Mesela Üsküdar Belediyesi’nin semtlerde açtığı ‘Bilgi Evleri’ gibi yapılanmaları camilerimizin bünyesinde de oluştursak ve ilk-orta öğretim öğrencilerinin ders çalışma, ödev/etüt faaliyetlerini yapmalarına imkan sağlasak nasıl olur?
Şimdi geldik meselenin bam teline: Madem camilerimizi hayatın merkezindeki asli fonksiyonuna geri döndürmek için bazı çabalar var; örneğin Diyanet’in çocukların ve gençlerin cami ile daha çok haşır-neşir olması için yaptığı ataklar gibi.. Bu bağlamda yıllardır şunu düşünürüm; Birçok belediye geri dönüştürülebilir atıkların toplanması ve ekonomiye yeniden kazandırılması konusunda henüz istenen seviyeye gelmiş değil. Okullar ve bazı kurumlar kısmen bu sürece katılmış olsa da bu işin organizasyonu hala başlı başına bir mesele olarak ortada duruyor. Mesela bu konuda Diyanet’in ve belediyelerin işbirliği ve ortak proje geliştirmesi ile fiziki yapısı ve imkanları elverişli olan camileri de bu sürece katmakta ne sakınca var bilmiyorum!. Topu topu üç-dört grupta tasnif edilebilen bu atıklar için uygun bir toplama merkezi/mekanı ayarlamak herhalde çok zor olmasa gerek. Üstelik cemaatten ileri yaş grubunda olup hala bir fayda sağlamak için içi kıpır kıpır olan insanların da gönüllü desteğiyle pekâlâ güzel işler yapılabilir diye düşünüyorum.

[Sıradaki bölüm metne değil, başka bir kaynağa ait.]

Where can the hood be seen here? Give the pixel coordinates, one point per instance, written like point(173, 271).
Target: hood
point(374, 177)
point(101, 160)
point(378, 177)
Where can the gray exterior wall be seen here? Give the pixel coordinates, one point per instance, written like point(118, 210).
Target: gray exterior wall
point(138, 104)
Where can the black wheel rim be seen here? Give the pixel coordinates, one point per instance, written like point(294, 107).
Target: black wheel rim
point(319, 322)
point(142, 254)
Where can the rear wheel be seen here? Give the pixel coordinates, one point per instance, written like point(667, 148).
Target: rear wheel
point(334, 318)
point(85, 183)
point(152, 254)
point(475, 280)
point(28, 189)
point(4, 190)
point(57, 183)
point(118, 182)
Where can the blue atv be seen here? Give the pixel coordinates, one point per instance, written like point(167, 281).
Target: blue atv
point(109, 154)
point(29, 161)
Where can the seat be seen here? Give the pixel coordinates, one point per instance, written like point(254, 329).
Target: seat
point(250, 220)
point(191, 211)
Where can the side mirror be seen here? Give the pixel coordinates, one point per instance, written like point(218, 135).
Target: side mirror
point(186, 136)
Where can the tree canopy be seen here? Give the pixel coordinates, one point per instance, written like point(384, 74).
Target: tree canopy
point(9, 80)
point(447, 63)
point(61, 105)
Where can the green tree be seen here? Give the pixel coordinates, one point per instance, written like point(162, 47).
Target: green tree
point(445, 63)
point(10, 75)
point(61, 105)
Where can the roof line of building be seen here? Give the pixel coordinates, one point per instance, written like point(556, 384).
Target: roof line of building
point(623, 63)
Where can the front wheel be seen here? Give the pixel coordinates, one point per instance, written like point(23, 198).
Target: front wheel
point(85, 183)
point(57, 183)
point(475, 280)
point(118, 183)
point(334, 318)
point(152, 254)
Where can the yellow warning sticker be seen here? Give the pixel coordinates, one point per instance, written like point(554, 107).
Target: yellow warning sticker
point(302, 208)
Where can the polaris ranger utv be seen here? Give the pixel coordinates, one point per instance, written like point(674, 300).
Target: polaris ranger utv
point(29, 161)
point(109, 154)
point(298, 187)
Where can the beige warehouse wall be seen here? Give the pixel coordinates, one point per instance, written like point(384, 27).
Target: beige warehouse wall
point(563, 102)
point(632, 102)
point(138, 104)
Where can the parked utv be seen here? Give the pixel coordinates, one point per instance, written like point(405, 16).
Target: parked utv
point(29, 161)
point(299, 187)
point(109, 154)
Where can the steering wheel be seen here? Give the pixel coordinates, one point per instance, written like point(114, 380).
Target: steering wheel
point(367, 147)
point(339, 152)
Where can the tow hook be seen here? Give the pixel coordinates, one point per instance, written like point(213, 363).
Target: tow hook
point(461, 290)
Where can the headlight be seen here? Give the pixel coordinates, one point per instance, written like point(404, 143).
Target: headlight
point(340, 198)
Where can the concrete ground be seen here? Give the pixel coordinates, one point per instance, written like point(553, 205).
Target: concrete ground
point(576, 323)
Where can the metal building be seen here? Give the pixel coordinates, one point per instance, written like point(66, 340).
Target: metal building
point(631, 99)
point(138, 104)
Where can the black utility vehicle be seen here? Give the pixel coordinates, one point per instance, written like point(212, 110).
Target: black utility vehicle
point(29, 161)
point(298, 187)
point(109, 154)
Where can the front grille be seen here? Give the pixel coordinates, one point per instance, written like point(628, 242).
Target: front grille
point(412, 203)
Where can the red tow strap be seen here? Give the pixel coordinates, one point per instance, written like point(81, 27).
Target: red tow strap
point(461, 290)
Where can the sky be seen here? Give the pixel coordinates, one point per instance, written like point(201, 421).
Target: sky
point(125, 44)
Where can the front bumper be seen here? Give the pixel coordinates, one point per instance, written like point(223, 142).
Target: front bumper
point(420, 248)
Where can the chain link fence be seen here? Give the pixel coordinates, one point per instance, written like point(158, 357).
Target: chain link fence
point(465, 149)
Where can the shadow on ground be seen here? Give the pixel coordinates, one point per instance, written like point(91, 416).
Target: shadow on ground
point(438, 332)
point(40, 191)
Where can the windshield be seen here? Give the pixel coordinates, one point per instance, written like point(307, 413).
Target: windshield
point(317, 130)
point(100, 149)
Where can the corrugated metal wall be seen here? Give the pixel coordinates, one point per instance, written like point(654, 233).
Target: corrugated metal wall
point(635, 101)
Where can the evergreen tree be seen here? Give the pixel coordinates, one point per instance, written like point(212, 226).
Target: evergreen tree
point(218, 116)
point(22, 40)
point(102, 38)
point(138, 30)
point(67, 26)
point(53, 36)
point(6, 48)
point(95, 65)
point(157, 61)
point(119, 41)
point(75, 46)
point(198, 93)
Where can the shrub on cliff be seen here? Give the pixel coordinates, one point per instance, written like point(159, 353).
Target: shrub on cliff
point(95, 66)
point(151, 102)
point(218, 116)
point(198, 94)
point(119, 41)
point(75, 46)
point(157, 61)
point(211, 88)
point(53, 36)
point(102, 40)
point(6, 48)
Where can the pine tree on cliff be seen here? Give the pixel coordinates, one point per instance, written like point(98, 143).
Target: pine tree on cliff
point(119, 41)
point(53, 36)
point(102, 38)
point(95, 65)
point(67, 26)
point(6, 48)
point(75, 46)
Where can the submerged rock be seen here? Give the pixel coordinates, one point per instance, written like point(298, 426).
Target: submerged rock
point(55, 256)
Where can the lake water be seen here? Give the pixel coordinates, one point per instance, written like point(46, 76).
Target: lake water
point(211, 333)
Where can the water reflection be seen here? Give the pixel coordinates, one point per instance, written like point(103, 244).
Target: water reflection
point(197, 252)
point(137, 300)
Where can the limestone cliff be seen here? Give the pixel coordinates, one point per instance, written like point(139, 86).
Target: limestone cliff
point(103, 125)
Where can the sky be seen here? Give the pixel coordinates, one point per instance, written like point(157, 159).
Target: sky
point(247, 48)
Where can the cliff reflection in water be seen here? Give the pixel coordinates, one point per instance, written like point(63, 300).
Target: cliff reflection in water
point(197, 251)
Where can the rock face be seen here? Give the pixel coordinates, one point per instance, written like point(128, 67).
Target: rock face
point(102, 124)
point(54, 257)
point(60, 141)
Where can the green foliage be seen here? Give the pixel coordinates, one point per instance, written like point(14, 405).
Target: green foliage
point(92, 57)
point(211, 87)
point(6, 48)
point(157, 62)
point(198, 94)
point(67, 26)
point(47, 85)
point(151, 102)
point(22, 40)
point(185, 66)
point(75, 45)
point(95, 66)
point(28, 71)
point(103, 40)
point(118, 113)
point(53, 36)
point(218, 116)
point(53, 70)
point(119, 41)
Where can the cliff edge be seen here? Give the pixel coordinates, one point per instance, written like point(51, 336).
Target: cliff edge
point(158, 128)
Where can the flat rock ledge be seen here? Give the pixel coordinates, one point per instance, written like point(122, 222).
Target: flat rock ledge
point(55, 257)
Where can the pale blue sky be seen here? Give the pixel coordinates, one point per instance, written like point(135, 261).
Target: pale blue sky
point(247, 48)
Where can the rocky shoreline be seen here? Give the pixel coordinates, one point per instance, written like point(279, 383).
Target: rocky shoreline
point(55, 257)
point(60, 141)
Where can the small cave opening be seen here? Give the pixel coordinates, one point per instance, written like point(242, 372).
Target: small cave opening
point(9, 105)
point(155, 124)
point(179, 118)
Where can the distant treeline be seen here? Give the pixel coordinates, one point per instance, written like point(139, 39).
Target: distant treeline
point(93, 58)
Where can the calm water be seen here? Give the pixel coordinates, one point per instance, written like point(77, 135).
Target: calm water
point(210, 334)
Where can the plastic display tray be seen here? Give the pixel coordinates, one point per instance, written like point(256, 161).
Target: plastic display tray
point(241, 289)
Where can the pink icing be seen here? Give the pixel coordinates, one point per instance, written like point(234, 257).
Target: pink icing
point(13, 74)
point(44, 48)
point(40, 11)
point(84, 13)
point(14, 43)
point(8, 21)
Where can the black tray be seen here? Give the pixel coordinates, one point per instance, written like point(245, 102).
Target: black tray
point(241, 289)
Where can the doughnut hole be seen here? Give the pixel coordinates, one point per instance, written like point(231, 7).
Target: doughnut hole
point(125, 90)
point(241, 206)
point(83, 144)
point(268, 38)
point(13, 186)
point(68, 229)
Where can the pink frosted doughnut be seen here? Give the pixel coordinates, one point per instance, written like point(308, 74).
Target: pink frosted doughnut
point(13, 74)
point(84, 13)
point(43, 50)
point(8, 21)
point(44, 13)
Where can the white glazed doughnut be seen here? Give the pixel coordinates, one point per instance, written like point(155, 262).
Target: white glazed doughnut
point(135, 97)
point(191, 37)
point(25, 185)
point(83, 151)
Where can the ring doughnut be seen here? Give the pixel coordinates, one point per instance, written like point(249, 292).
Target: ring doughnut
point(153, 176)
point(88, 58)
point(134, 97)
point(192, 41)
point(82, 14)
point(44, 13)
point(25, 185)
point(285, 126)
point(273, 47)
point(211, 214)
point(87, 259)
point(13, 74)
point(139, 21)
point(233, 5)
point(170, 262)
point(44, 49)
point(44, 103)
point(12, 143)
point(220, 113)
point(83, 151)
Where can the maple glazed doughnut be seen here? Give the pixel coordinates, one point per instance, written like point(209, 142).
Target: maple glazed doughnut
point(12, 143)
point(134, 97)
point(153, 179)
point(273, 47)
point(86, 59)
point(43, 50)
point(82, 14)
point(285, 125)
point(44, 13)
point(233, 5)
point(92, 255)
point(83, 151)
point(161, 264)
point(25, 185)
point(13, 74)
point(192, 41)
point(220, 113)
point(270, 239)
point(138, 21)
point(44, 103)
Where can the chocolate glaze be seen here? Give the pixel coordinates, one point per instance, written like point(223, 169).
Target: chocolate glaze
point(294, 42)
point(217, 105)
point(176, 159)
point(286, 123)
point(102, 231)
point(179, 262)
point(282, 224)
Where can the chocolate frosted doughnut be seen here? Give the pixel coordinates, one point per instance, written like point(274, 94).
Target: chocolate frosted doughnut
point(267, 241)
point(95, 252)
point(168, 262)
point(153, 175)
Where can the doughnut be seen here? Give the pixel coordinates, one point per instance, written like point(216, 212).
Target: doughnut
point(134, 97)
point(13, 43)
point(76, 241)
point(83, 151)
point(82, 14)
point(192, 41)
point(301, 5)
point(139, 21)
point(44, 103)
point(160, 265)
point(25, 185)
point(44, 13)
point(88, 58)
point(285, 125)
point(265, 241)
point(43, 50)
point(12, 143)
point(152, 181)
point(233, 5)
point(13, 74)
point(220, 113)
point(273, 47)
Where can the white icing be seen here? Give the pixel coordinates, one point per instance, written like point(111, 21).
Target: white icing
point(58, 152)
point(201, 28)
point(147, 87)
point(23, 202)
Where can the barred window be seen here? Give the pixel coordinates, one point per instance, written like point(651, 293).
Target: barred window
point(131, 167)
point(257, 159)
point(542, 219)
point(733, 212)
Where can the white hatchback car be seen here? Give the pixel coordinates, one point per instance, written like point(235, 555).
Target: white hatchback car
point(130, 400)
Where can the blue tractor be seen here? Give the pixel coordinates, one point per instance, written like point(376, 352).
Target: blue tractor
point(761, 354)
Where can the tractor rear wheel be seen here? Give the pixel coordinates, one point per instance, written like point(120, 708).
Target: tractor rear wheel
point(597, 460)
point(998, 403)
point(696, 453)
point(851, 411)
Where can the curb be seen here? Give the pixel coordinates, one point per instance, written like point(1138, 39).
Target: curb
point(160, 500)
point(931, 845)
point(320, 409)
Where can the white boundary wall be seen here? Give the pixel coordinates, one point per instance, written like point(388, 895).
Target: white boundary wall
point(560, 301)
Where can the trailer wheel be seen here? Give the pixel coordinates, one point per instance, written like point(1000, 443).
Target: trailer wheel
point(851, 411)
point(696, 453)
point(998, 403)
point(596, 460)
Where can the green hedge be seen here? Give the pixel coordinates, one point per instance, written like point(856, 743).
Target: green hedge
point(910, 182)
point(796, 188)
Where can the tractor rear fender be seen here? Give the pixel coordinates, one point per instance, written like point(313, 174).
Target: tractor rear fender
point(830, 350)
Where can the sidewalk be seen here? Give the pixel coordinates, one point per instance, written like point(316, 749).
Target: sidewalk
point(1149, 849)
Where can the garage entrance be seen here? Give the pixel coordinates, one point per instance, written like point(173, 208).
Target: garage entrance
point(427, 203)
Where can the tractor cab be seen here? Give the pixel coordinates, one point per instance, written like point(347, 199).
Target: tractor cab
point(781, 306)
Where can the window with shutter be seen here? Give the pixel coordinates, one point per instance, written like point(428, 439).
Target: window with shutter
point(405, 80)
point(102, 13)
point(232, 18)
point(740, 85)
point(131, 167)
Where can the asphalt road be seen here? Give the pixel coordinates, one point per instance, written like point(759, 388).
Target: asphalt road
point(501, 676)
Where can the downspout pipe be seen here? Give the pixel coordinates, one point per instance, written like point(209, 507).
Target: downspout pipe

Üstüne üstlük çerçevesi iyi çizilmiş, istismar yollarını kapatan ilkeler koymak suretiyle buradan elde edilecek gelirin de cami giderlerini karşılamaya katkısı olur ve ‘akmasa da damlayan’ bir kaynak sağlanarak cemaatten bu konuda himmet bekleme mecburiyeti azalır. İşe yarıyor olma duygusu bakımından ileri yaştaki insanlarımıza ve emeklilere katacağı motivasyonu düşünmek bile bu konuya ciddi olarak eğilmek için yeterli olsa gerek.
Bir annenin evde biriken kağıt v.s. atıklarını okula veya parka giden çocuğunun eline tutuşturup, ‘evladım, şunları geçerken camiye bırakıver!’ demesi ne getirir ne götürür; Diyanet’in sonuç almak istediği çabalar bağlamında bunu da gözönüne almakta fayda olduğu kanaatindeyim. Camileri hayatın merkezine taşıyacaksak, burayı sadece ibadete tahsis edilmiş mekanlar olarak düşünmek herhalde buna yetmeyecektir.